Punch Goals, Not a Clock

To sustain a productive remote environment, the culture needs to be goal-oriented.

Professor Neeley says newly remote companies should focus on outcomes rather than monitoring activities.

Toptal analyzes metrics to develop key performance indicators (KPIs) and construct dashboards that provide leaders and individual contributors insights into daily, weekly, monthly, and ongoing performance.

Empowering team members to create their own challenges and to hit their measurable outcomes boosts engagement. This process requires a culture of inclusivity. Teams work together in developing objectives and key results (OKRs) so there is alignment on initiatives that drive measurable outcomes. Doing this strengthens collaboration, grows trust, and drives the highest return on effort.

Get Feedback to Keep Your Finger on the Pulse

Once values have been identified and cultural norms established, they need to be nourished, protected, and sustained.

Toptal sustains its culture through constant feedback loops. This system allows it to optimize operations for clarity and productivity. It also gives employees the opportunity to offer constructive criticism, challenge leadership, and suggest improvements.

Feedback is collected through Pulse Surveys sent by Polly, a Slack tool. These surveys are not optional or anonymous. Keeping names attached to comments is another way to ensure transparency and allows team leaders to follow up if necessary. For the company-wide survey, Toptal only asks two questions: “How do you rate your happiness at work?” and “Would you recommend this organization to others to work?”

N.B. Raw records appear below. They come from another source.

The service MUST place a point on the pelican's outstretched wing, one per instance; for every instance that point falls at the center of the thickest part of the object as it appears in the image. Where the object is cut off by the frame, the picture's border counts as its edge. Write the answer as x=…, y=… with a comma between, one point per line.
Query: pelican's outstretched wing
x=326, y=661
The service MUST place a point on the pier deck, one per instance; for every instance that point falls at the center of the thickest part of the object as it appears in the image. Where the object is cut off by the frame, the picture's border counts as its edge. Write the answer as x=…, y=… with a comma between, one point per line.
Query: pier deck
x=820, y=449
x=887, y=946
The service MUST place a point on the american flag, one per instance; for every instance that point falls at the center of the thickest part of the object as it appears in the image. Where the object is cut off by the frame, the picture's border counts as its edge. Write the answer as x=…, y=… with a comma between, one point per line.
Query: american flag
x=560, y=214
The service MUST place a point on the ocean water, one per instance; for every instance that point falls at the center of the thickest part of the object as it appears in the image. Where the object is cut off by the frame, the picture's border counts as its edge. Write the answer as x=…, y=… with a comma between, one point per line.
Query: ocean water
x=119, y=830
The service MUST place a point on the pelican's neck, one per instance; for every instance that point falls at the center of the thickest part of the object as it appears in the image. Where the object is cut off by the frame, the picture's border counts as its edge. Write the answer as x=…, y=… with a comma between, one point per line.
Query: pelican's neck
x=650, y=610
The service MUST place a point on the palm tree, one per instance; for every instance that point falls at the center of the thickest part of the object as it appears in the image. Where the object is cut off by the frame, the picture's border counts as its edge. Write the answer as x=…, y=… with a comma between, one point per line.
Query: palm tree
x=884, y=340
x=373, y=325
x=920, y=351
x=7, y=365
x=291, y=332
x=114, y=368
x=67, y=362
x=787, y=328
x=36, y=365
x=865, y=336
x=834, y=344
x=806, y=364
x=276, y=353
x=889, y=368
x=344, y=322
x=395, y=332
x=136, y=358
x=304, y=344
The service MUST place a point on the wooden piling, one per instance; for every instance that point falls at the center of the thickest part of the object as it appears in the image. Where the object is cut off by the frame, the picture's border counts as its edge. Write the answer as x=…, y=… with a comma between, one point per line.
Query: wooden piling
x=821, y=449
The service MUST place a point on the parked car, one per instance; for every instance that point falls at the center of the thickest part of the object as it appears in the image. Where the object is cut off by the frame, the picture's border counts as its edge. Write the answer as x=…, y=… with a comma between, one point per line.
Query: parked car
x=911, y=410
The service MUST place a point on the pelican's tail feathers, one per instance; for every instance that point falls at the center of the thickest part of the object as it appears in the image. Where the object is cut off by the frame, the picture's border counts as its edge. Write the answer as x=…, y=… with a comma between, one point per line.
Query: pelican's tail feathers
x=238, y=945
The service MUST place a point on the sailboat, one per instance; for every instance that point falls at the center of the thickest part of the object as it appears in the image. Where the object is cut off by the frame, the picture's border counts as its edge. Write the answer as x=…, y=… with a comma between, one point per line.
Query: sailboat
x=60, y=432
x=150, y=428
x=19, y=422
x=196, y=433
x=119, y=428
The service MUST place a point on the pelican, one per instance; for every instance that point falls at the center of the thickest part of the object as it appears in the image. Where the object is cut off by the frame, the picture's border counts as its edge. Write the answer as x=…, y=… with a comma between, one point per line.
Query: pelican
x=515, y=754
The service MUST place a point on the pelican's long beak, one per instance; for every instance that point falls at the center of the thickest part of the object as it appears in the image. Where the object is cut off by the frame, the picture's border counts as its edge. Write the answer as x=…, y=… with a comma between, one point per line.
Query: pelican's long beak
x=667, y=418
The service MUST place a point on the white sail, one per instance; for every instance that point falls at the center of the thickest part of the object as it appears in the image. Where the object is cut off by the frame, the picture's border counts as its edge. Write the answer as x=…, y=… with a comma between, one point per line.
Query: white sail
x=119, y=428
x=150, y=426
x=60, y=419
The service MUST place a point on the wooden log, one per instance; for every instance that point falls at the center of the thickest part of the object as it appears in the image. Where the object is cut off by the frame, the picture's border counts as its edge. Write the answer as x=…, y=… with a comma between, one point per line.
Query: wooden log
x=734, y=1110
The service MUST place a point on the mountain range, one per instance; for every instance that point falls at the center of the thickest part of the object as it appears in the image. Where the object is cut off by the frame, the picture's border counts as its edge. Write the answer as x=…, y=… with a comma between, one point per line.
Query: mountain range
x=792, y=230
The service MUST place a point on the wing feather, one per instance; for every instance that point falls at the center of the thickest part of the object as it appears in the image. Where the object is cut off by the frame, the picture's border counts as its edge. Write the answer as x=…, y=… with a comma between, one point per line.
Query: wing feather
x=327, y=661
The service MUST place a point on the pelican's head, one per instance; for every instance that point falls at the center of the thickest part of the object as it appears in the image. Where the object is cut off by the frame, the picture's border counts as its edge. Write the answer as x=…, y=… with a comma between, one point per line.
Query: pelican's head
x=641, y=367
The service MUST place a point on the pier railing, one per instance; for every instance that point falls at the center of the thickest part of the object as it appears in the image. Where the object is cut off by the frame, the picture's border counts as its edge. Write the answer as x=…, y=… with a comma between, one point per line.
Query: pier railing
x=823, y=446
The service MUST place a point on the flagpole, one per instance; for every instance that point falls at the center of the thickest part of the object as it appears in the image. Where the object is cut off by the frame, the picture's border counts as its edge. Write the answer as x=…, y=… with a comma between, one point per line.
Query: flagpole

The feedback helps create programs that encourage team-building and social interaction. In addition to work-based engagement, Toptal sustains a vibrant culture through company-wide initiatives such as an all-hands meeting, a culture committee, interest-based Slack channels, and remote volunteering opportunities.

The Suddenly Remote Playbook walks leaders through how to build a foundation of trust, accountability, and open communication. To do that, companies need to clearly articulate their values, hire people who are a cultural fit, and constantly self-assess to build a culture of motivated employees who will hit their targets and increase productivity.

Toptal is passionate about remote work and has been fully distributed since its inception 10 years ago. Its well-defined, meticulously cultivated culture has not only supported its rapid growth but prepared the company for the future.